Hamlet, the most famous Dane of them all, was both fictional and glum. Yet, Sally Laird argues in her Opinion piece for the latest issue of Prospect, real Danes in modern Denmark are the happiest people in the world (according to the best recent investigations into such matters).
They’re not the most economically successful, or the cleanest-living, or the most demanding. But a national emphasis on shared experiences and a “gift for being properly ceremonious without being solemn” have created a society happier simply to be itself than anywhere else on earth.
It’s also a place that might, just, remind the rest of us that man can hand on more than misery to man—given half a chance and a properly assembled plate of herring sandwiches.

Sally Laird you have expressed in your work on Denmark exactly what I discovered during a long exchange at Copenhagen University. I spent a month working in an asylum centre with prospective ‘new Danes’ and was struck how the self-reflexive, efficient locals were yet to surmount this strange new obstacle, and how their inability to do so, more than the migrants themselves, was causing them identity-wracking concern. But young Danes (who work for an endless string of community organizations, or who spent time as conscripts in the war zone homes of the migrants) are, in their frank and unassuming way, making friends with the newcomers and will not long tolerate the idea that there is an integration problem. Rolling their eyes quietly, the same way they do when a train is half a minute late, there is no doubt that in a generation Denmark will have found room by the fire for it’s new members. It will alter the national character, but the pride of pulling it off will keep the ‘hygge’ (coziness) firmly sealed in.
Happiness is always nostalgia, or a daydreamimg. There is no measurement of happiness.Western thinking faculty always count everything in statistical measurement that never be reliable for human nature.
How can you judge every man in statistical agenda ?Is man machine or physical item? what about his emotion which always behave irrational way.
I hate word happiness, I believe in pure joy and self-satisfaction and this is most highest aim man can only achieve by hard work. When I do my best to clim highest mountain I experience pure joy and when I achieve my aim I fulfil with self-satisfaction.
I think this is a highest aim of man`s life.
I have lived in Denmark for five years, and agree with Sally Laird’s sentiments. However, I think that there is something else at work behind the ‘happiest nation in the world’ statistic and that is national pride. The Danes genuinely believe that they live in the best country in the world, and that being Danish is a higher state of being. While this often results in xenophobia and infuriating smugness, it goes a long way towards explaining why Danes say they are so happy. This attitude sometimes makes it hard to be a foreigner here, but the advantages: healthcare, education, transport and the general safety and efficiency of Danish society far out weigh it. If surveyed, I would have to say I am very very happy living in Denmark.

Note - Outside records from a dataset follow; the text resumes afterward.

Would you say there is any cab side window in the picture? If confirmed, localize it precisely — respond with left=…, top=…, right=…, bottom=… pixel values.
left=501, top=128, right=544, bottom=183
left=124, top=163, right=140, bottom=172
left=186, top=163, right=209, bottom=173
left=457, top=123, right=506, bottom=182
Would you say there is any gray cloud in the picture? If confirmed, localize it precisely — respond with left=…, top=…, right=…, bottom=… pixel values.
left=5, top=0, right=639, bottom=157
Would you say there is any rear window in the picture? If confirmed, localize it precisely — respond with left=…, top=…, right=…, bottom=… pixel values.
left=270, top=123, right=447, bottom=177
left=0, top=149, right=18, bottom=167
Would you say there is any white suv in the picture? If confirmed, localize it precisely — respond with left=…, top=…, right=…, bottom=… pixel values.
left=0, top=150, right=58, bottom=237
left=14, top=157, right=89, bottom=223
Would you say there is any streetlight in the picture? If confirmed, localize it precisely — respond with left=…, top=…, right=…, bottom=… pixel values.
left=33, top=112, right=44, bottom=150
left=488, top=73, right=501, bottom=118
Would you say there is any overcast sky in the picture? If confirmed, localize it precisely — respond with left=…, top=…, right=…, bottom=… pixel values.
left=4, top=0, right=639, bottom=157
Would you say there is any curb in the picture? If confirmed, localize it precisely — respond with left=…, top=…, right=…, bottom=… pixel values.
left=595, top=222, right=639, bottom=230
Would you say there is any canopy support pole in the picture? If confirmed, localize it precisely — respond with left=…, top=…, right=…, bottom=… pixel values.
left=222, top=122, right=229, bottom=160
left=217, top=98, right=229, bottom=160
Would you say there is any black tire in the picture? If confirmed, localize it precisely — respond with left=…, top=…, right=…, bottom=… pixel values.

Having worked for a Danish company for twenty four years, I can endore this analysis.
My many stays in West Jutland reminded me of my childhood in Northumberland in the 1950s and 60s. Trust and pride were norms. Respectablilty has been lost in Britain. May Denmark long retain it.
It seems to me that the maximum tax has been lowered from 68% to less than 60% (59%, if I’m not mistaken).
My experience with Denmark was that, although everybody was nice to you when you were a foreigner, as soon as you wanted a job you felt unwanted, and that regardless of citizenship (except for the Brits, which were welcome because of the language; Danes aspire to be British and speak like them!).
I’ve met some wonderful people during my stay in Denmark (I’ve become also a Danish citizen meanwhile) but the general impression was that there are more comfortable places in the world.
Also paying 64% in tax (10 years ago) when you haven’t got all the benefits during the first 25 years of your life seemed to me a bit too much.
It’s a damn’ expensive country (registration tax on cars hasn’t been mentioned, as well as the skyrocketing prices for real estate, which was the only thing which was cheap 10 years ago) and in reality there’s not much of a financial difference living in DK and in a lot of other European countries.
I wish the Danes all the luck in the world in trying to integrate immigrants. I wonder, though, if they will be successful in light of the fact that some of the immigrants come from a tradition that pretty well believes that if you’re happy, you must be doing something wrong. I hope Denmark will change this attitude of immigrants, and I would love to see that Danish happiness spread. I spent a very happy 2 months there some years ago and long to return! Depending on the outcome of the US election, I may have to.